To date, the treasure has not yet been uncovered.
One group, the Oak Island Exploration Company, has begun to address the problems
associated with the excavation. These include: No direct plan supported by professional
engineering studies, the inability to control underground flooding which is coming
directly from the sea via two or more tunnels, insufficient funding to overcome unforeseen
obstacles, and not understanding the island's underground structures.
In 1995 a team from Woods Hole Oceanographic Institute spent two weeks on the island
while their report is confidential it was by no means discouraging.

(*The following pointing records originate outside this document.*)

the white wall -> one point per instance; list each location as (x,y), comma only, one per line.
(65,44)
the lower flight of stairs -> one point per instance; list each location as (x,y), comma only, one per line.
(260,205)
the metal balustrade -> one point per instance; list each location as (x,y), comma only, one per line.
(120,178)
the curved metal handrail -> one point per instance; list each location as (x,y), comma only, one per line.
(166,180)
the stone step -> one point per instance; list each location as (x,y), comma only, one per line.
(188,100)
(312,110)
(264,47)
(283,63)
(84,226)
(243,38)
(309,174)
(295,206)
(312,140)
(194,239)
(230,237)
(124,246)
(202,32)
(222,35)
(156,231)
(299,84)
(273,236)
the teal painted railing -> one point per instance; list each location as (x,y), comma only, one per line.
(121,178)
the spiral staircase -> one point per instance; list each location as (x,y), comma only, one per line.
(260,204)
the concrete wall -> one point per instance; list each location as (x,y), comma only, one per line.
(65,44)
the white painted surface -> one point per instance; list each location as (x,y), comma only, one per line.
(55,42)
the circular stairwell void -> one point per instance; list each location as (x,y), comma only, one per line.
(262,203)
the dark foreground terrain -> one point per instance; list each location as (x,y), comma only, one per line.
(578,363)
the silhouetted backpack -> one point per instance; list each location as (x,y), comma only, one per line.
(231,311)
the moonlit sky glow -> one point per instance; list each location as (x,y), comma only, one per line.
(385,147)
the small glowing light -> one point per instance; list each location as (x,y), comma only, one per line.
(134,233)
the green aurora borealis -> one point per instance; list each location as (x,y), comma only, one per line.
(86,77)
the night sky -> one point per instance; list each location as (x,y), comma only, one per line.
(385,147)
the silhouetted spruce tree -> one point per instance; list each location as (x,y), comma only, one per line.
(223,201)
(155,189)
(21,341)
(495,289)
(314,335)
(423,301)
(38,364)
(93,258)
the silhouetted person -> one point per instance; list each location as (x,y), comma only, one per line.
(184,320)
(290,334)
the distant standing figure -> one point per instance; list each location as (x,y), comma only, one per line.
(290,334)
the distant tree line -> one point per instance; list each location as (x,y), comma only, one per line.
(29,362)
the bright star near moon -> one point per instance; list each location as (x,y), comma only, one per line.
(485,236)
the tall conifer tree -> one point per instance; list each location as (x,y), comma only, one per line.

Since the time of the first exploration, six people have died attempting to uncover
what some people believe to be buried treasure—Legend has it that seven people will
die before it is found! And what is this treasure? Speculation ranges from Captain
Kidd's treasure; a communal bank built by pirates; the hiding place for the treasure
plundered by Sir Francis Drake from Spanish ships and settlements in the Caribbean;
writings by Francis Bacon that would prove it was he that wrote Shakespeare's plays;
Marie Antoinette's jewels; the lost treasure of Tumbez, Peru; and others.
One of the leading theories today is of the Knights Templar and there certainly is
evidence to support the theory. Whatever the treasure may or may not be, Oak Island
is a once-in-a-lifetime adventure which combines the excitement of a treasure hunt
with a major archeological dig!
Unfortunately the island is closed to the public now. But hopefully tours will be
available again soon. The last activity of any merit occurred in 1995 when a team
from Woods Hole spent two weeks on the island and also surveyed the surrounding bay.
While I can not divulge the 200 page report from them ... I can say it did nothing
to discourage us from continuing the search.